Tech colossi Facebook and Instagram finally unpersoned British anti-Islam activist Tommy Robinson for the crime of “organized hate,” arguing that:
…when ideas and opinions cross the line and amount to hate speech that may create an environment of intimidation and exclusion for certain groups in society.
Let the doublespeak seep into your neurons for a moment: If your ideas and opinions make tiny minorities feel intimidated and excluded, we will intimidate and exclude you. Robinson had previously been excluded from Twitter and PayPal.
The social-media bans are one thing, but the financial deplatforming is potentially more troubling. One can always set up a blog using a server in Malaysia, but more and more, financial institutions are banning those who challenge leftist orthodoxy. Being unable to publicly express your opinions is one thing; being unable to feed your family is another.
The day after 2017’s catastrophic “Unite the Right” rally in Charlottesville, VA, the website VDARE.com—home to several Taki’s Mag contributors past and present—had their PayPal privileges revoked despite the fact that they had nothing to do with the rally. Last week, PayPal CEO Dan Schulman told The Wall Street Journal that his company—which processed over half a trillion dollars’ worth of transactions last year—partners with the Southern Poverty Law Center to decide whom to ban from its service. And it’s not only PayPal—banks such as Chase have been eagerly suspending the accounts of prominent anti-leftist commentators. So have fundraising platforms such as Kickstarter, Patreon, Stripe, and IndieGoGo.
Last week, a mere day after he was erased from Facebook and Instagram, Tommy Robinson also had his book Mohammed’s Koran: Why Muslims Kill For Islam removed from sale by Amazon, which effectively monopolizes book sales worldwide. Amazon claims that it bans books “that promote or glorify hatred, violence, racial, sexual or religious intolerance or promote organizations with such views.”
Pardon me for existing, but judging from the book’s title, it did not encourage violence against Muslims; it addressed systemic violence by Muslims as instructed by the Koran, which, miraculously, is still for sale on Amazon in multiple formats.
Back in 2010, facing heat for carrying a title called The Pedophile’s Guide to Love and Pleasure: A Child-lover’s Code of Conduct, Amazon initially refused to drop the book based on free-speech principles:
Amazon believes it is censorship not to sell certain books simply because we or others believe their message is objectionable.

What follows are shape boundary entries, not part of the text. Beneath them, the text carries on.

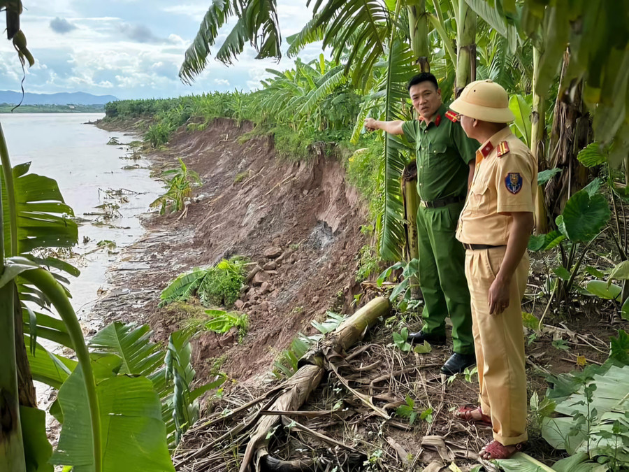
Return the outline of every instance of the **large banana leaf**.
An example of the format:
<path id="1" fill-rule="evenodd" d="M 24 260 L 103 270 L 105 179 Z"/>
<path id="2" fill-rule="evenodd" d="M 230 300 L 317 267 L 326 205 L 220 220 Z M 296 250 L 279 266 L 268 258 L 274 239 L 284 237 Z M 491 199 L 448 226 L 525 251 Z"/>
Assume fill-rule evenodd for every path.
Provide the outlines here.
<path id="1" fill-rule="evenodd" d="M 182 80 L 190 83 L 205 68 L 210 48 L 215 45 L 219 30 L 232 18 L 238 20 L 221 45 L 217 59 L 226 64 L 232 64 L 247 41 L 258 52 L 256 59 L 282 55 L 275 0 L 212 0 L 196 36 L 186 51 L 179 71 Z"/>
<path id="2" fill-rule="evenodd" d="M 557 402 L 555 411 L 564 415 L 547 417 L 542 421 L 542 436 L 556 449 L 570 454 L 586 452 L 593 457 L 600 453 L 614 455 L 621 462 L 629 461 L 629 436 L 614 434 L 614 422 L 629 427 L 629 366 L 612 365 L 605 373 L 593 376 L 591 383 L 596 386 L 590 405 L 587 405 L 584 387 Z M 594 412 L 593 413 L 593 412 Z M 588 422 L 576 422 L 577 413 L 586 418 L 593 415 L 589 435 Z M 616 443 L 617 441 L 617 443 Z M 611 449 L 610 449 L 611 448 Z M 572 469 L 570 469 L 572 470 Z"/>
<path id="3" fill-rule="evenodd" d="M 46 436 L 46 412 L 21 406 L 20 422 L 27 472 L 52 472 L 52 465 L 48 464 L 52 446 Z"/>
<path id="4" fill-rule="evenodd" d="M 530 146 L 530 106 L 521 95 L 512 95 L 509 99 L 509 108 L 515 116 L 515 127 L 518 137 Z"/>
<path id="5" fill-rule="evenodd" d="M 115 356 L 109 356 L 110 371 Z M 117 361 L 120 362 L 120 359 Z M 102 373 L 101 366 L 94 369 Z M 97 387 L 101 421 L 103 471 L 174 471 L 166 444 L 161 406 L 150 380 L 143 377 L 113 376 Z M 89 413 L 80 368 L 59 392 L 64 424 L 50 463 L 74 466 L 75 472 L 94 470 Z"/>
<path id="6" fill-rule="evenodd" d="M 579 190 L 566 202 L 557 217 L 559 231 L 575 243 L 588 243 L 607 224 L 610 216 L 607 199 L 601 194 Z"/>
<path id="7" fill-rule="evenodd" d="M 505 472 L 605 472 L 608 470 L 606 466 L 590 461 L 584 452 L 557 461 L 552 467 L 523 452 L 516 452 L 511 459 L 498 459 L 496 463 Z"/>
<path id="8" fill-rule="evenodd" d="M 412 55 L 408 46 L 399 39 L 393 40 L 386 62 L 386 73 L 380 84 L 385 91 L 384 120 L 405 120 L 402 104 L 407 92 L 405 84 L 414 72 Z M 407 151 L 397 136 L 386 134 L 384 141 L 384 213 L 380 235 L 380 258 L 398 261 L 402 257 L 406 237 L 404 231 L 404 207 L 400 179 L 410 159 Z"/>
<path id="9" fill-rule="evenodd" d="M 99 352 L 120 356 L 120 373 L 145 376 L 161 366 L 165 355 L 159 345 L 150 342 L 151 334 L 147 324 L 136 327 L 115 322 L 99 331 L 89 346 Z"/>
<path id="10" fill-rule="evenodd" d="M 393 27 L 390 11 L 377 0 L 331 0 L 322 7 L 321 3 L 315 2 L 314 17 L 306 27 L 310 31 L 324 29 L 323 47 L 332 48 L 335 62 L 340 63 L 349 52 L 345 70 L 352 71 L 355 84 L 364 86 L 385 52 Z"/>
<path id="11" fill-rule="evenodd" d="M 24 336 L 24 344 L 29 345 L 29 336 Z M 52 354 L 39 343 L 36 343 L 34 354 L 27 350 L 33 379 L 54 388 L 59 388 L 76 367 L 77 362 Z"/>
<path id="12" fill-rule="evenodd" d="M 13 183 L 17 207 L 17 252 L 37 248 L 70 248 L 78 241 L 74 216 L 66 205 L 57 182 L 48 177 L 27 173 L 31 163 L 13 167 Z M 1 166 L 0 166 L 1 169 Z M 1 176 L 0 172 L 0 176 Z M 6 186 L 2 185 L 4 247 L 10 247 L 10 229 Z"/>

Of course, it eventually dropped the book. And then it started dropping titles related to Holocaust revisionism. And last week, based on a hyperbolic article that tags anything pro-white—or that even so much as notices the rampant anti-whiteness these days—as “neo-Nazi and white supremacist material,” it dropped four titles by American Renaissance and another fifteen or so books published by Counter-Currents.
Why are mainstream journalists so silent about the ritual silencing of not only “neo-Nazis” but even mild-mannered Trump supporters? Why are they mum about the corporate censorship of roughly half the American public? I often wondered this until I espied an online comment a few months ago—it’s because when it comes to alternative media, the mainstream press sheds no tears for their competition being run out of business.

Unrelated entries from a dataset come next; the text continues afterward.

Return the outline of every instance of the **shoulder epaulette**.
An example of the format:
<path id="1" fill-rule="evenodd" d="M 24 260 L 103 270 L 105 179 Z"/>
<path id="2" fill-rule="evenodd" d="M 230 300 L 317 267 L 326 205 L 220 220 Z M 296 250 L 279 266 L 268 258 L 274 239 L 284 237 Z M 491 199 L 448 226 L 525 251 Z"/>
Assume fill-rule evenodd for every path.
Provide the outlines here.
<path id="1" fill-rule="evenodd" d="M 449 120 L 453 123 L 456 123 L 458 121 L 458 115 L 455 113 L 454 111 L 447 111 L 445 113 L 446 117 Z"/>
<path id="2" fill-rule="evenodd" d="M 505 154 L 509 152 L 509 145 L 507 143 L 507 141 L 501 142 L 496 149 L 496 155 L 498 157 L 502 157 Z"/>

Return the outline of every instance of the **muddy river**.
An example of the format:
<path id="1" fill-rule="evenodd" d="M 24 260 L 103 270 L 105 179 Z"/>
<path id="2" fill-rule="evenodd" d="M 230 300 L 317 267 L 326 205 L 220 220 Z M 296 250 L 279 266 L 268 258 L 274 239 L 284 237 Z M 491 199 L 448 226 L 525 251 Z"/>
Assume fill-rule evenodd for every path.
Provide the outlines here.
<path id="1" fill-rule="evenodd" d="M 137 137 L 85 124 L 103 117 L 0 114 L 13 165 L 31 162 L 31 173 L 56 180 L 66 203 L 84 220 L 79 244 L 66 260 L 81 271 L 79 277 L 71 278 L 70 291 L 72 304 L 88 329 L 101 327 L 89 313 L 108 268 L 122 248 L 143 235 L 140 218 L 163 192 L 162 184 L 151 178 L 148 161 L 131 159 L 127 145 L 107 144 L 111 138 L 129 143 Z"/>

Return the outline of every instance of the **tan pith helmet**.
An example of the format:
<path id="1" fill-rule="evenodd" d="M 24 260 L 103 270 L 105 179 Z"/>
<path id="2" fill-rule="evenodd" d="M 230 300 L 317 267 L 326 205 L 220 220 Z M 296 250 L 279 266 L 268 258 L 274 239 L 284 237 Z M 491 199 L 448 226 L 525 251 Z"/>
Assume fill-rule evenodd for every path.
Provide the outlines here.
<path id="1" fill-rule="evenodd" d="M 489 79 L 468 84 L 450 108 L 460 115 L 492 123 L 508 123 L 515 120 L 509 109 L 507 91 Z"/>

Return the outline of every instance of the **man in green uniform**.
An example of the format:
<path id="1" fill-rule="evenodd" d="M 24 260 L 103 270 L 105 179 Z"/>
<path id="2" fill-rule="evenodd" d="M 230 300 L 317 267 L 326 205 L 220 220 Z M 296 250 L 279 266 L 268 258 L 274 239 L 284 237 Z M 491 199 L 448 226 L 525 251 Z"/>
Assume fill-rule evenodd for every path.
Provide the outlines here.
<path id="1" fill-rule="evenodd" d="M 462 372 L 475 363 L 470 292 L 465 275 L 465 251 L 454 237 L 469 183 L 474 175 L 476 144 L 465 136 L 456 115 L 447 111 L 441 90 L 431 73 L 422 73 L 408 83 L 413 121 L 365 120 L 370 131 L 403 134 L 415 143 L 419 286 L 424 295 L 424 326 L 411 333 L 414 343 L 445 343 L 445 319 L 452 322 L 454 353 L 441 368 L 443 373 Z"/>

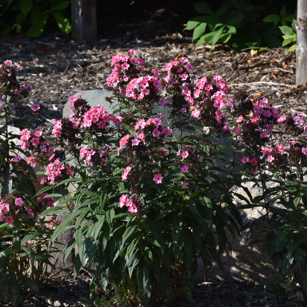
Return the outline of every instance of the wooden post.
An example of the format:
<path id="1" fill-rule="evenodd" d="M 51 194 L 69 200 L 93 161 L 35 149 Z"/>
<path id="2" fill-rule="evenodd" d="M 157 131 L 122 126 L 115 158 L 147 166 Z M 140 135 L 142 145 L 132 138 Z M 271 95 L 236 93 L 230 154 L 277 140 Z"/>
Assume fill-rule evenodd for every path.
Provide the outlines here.
<path id="1" fill-rule="evenodd" d="M 307 0 L 297 0 L 297 20 L 300 24 L 300 20 L 306 19 Z M 305 84 L 307 82 L 307 29 L 298 30 L 297 34 L 296 83 Z"/>
<path id="2" fill-rule="evenodd" d="M 95 41 L 97 38 L 96 0 L 72 0 L 72 39 Z"/>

For now, the best hope seems to be some kind of government-sponsored anti-trust regulations to break up these hostile, speech-squashing technopolies. Treat them as public utilities and regulate accordingly. Failing that, the remedies immediately become much darker and grimmer.
With pornography, the government was banning natural sexual instincts. When it comes to the silencing of anyone who’s “pale and male” and doesn’t feel guilty about it, tech corporations—who in many ways are now more powerful than the government—are suppressing an entirely natural tribal instinct that is not only allowed in all other tribal groups, it’s celebrated.
When anyone seeks to suppress your natural biological instincts, they are not your friend. They have declared themselves your enemy—and should be treated as such.